1. Brief Review of YOLOv5
2. SF-YOLOv5
3. Results

1. Brief Review of YOLOv5

• The image was processed through a input layer (input) and sent to the backbone for feature extraction.
• The backbone obtains feature maps of different sizes, and then fuses these features through the feature fusion network (neck) to finally generate three feature maps P3, P4, and P5 (in the YOLOv5, the dimensions are expressed with the size of 80×80, 40×40 and 20×20) to detect small, medium, and large objects in the picture, respectively.
• After the three feature maps were sent to the prediction head (head), the confidence calculation and bounding-box regression were executed for each pixel in the feature map using the preset prior anchor, so as to obtain a multi-dimensional array (BBoxes) including object class, class confidence, box coordinates, width, and height information.
• By setting the corresponding thresholds (confthreshold, objthreshold) to filter the useless information in the array, and performing a non-maximum suppression (NMS) process, the final detection information can be output.
• (Please feel free to read YOLOv5 for more details if interested.)

2. SF-YOLOv5

2.1. Feature Map Clipping

• The backbone is CSPDarknet53.
• The main structure is the stacking of multiple CBS (Conv + BatchNorm + SiLU) modules and C3 modules, and finally one SPPF module is connected.
• CBS module is used to assist C3 module in feature extraction, while SPPF module enhances the feature expression ability of the backbone.

C7 and C8 layers correspond to output C5 feature maps.

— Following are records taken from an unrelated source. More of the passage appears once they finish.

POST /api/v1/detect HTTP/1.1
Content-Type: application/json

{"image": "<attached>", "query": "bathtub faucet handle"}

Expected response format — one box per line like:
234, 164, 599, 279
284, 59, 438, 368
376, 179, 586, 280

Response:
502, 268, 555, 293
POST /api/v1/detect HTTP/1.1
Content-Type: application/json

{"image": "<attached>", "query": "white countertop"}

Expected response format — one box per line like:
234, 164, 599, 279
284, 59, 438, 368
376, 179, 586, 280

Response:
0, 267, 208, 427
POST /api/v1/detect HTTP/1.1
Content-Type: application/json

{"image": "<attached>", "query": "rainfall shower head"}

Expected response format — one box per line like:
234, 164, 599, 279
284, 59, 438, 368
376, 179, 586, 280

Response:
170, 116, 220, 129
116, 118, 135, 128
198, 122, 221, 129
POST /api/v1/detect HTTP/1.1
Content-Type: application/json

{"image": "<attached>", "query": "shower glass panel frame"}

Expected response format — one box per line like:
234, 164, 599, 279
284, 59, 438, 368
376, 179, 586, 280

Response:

Yet, the parameters of C7 and C8 occupies large amount of parameters within the backbone.

For the purpose of being lightweight, the default C5 feature map of the traditional YOLOv5 is deleted, as in Figure 4.

2.2. Feature Fusion Path (PB-FPN)

• A new feature fusion path is additionally introduced to further integrate the features from the high-level into the bottom.

New branches are set horizontally to participate in the fusion process of the bottom, which further enhances the detection effect of the algorithm for small targets.

2.3. Improved Feature Fusion Network (SPPF)

• YOLOv5 uses the SPPF (SPP-Fast) module.
• By simplifying the pooling process, SPPF avoided the repeated operation of SPP, as in SPPNet, and significantly improved the running speed of the module.

In this paper, SF-YOLOv5 introduces several SPPF modules at the connection between the feature fusion network and the model prediction head, in order to further tap the feature expression potential of the finally output feature map by the neck and sent to the head, and further enhance the performance of the model.

3. Results

3.1. WIDER FACE Dataset

• This dataset contains the annotation information of 393,703 faces. The dataset is highly variable in scale, posture, angle, light, and occlusion. The dataset is complex and includes a great quantity of dense small targets.
• In total, 4441 images were used to train the algorithm and 1123 images were used to verify the algorithm.

Compared with the traditional algorithm YOLOv5s, the mAP@0.5 and mAP@0.5:0.95 of SF-YOLOv5 has been increased by 1.6 and 0.8, respectively, which proved the improvement in comprehensive detection performance of SF-YOLOv5.

• At the same time, the parameters (M) value and FLOPs (G) value of SF-YOLOv5 are reduced by 68.2% and 12.7%, respectively, indicating that SF-YOLOv5 can further decrease the number of parameters and lessen computing power required for model operation.

On the whole, SF-YOLOv5L is better than YOLOv3, ResNeXt-CSP, and its performance is close to that of the latest YOLOv7.

3.2. Other Datasets

To sum up, SF-YOLOv5 still achieved improvement in detection accuracy and comprehensive performance on TinyPerson, VisDrone and VOC2012 datasets.